The Washington Post writer spent several paragraphs on the "rich body of sociological literature" that Filindra and Kaplan, who are professors at the University of Chicago at Illinois, referenced on the "language of racial resentment:"
...Racial resentment, as Filindra and Kaplan define it, is a prejudice based in the belief that blacks don't value independence and hard work and instead push for special rights conferred by the government. It upholds whites as morally superior while ignoring the structural advantages of whiteness.
Historians have noted how this type of language has often been employed by whites in the post-World War II era to oppose programs like civil rights and affirmative action....'homeowner rights' [was] used in defense of residential segregation, 'taxpayer rights' marshalled against welfare programs and affirmative action, or 'victims' rights employed in support of punitive criminal justice policies," Filindra and Kaplan write. "In each case, the trope of 'rights' was used in defense of white privilege."

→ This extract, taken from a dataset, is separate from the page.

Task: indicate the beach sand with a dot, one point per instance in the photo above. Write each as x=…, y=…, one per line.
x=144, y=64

Particularly with respect to the modern gun-rights movement that really took off in the '80s and '90s, the language "creates this distinction between 'law-abiding citizens' and 'criminals,'" Filindra says. She points to the type of language that's frequently used by gun rights groups who warn of ever-present threats by "predatory criminals" and a murkily-defined "they" who want to "take your guns away."
Ingraham added that the two political scientists hyped that "juxtapositions of 'law abiding citizens' and 'criminals' [are] evocative of racialized themes, as crime has long been associated with blacks in the white mind."
The journalist disclosed that the professors "say their research does not imply that all white gun owners are racist, nor that all support for gun control carries racial baggage." However, they also contended that "for a certain subset of white gun-rights supporters, particularly those who are inclined to hold certain prejudicial beliefs, messages about individualism and liberty and rights are understood in a very specific way."
Filindra acted as a mind-reader as she expounded on this supposed understanding:
..."I am showing my white nationalist pride in a sort of generic way through gun ownership," Filinda posits. "This is my way of expressing my 'more-equal-than-others' status in a society where egalitarianism is the norm. I can't say that some people are better and some are worse in terms of racial groups. But I can show it symbolically. I can show I'm a better citizen."
Ingraham later turned to Australian academic Kerry O'Brien, who highlighted that the study provides additional "casual evidence" regarding a supposed connection between "racial resentment and gun ownership." O'Brien pointed out that this supposed correlation has been "well-established in existing sociological literature going back at least 30 years."
Near the end of his article, the Washington Post correspondent noted that "Filindra says that her study illustrates the limits of trying to change gun policy by appealing to hard evidence....these messages are likely falling on deaf ears if many white gun owners' identities are strongly intertwined with gun ownership."